You start to look defeated when you're old and tired.
So now, when you see books like Latour’s and those that have followed him, you’re like a man who has lost his faith. You’ve grown up believing that science had a perfect method, The Scientific Method, and that its use resulted in absolutely true knowledge. That’s why Richard Dawkins and Christopher Hitchens could talk about the superiority of science over religion: scientific knowledge was above the petty political provincialism of religion. This is just Boyle’s defensive thesis, formulated as a desperate gamble to protect his community from violence at the hand of post-war partisans. But part of the success of that gamble was that they succeeded in covering up why they convinced us all of that. So today, shrill writers like Dawkins repeat it as dogma.

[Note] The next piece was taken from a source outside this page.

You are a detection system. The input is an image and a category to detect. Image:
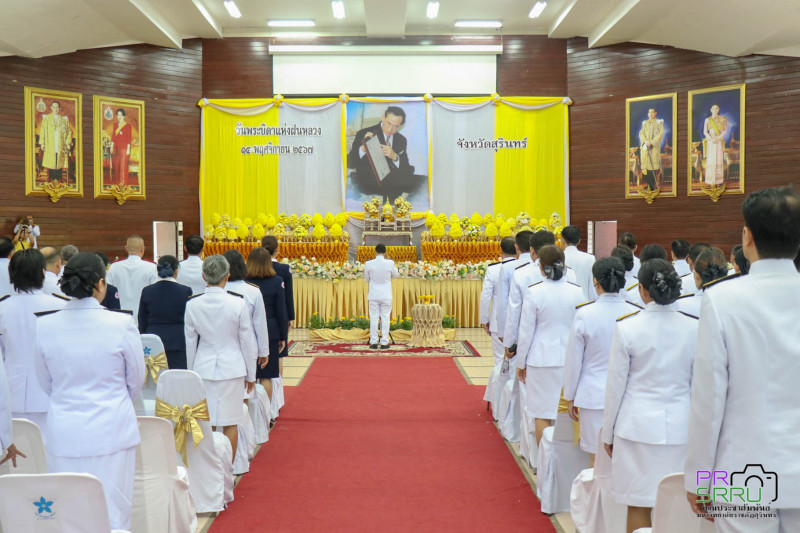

Read those books that describe scientific practice in all its messiness: the vulnerability of funding to corporate or political whims, the jockeying of scientists across universities and research institutes, the fact that you’ll always find some study with data contra-indicating the conclusions of 95% of all other studies in that area. If you believed in the perfection of scientific knowledge as a dogma, as too many of us still do, you won’t see a book that educates you about the practice of an important human institution.

You’ll have your faith broken.

Latour shouldn’t be upset because the sociology and ethnography (and related philosophy) of science were too successful. If anything, they failed to root out the true rot: the conception of science in too many people’s minds as a subject of dogma. 

1 comment:

  1. Bravo. Yes. Thank you. This is pretty much my entire critique of dogmatic capital-S "Science!" summed up in one concise blog post. This is the exact reason I abandoned the hard sciences for STS/SSK and why I rail against things like Golden Age Hard SF on Vaka Rangi put much, much better than I ever could.

    Incidentally, have you ever read Cori Hayden's When Nature Goes Public (an ethnography of bioprospecting in Mexico) or anything by Langdon Winner and David Hess (two thinkers consciously invested in the political side, both small scale and large scale, of the technoscience sector and, full disclosure, former colleagues and mentors of mine)? I have a feeling they might be up your alley.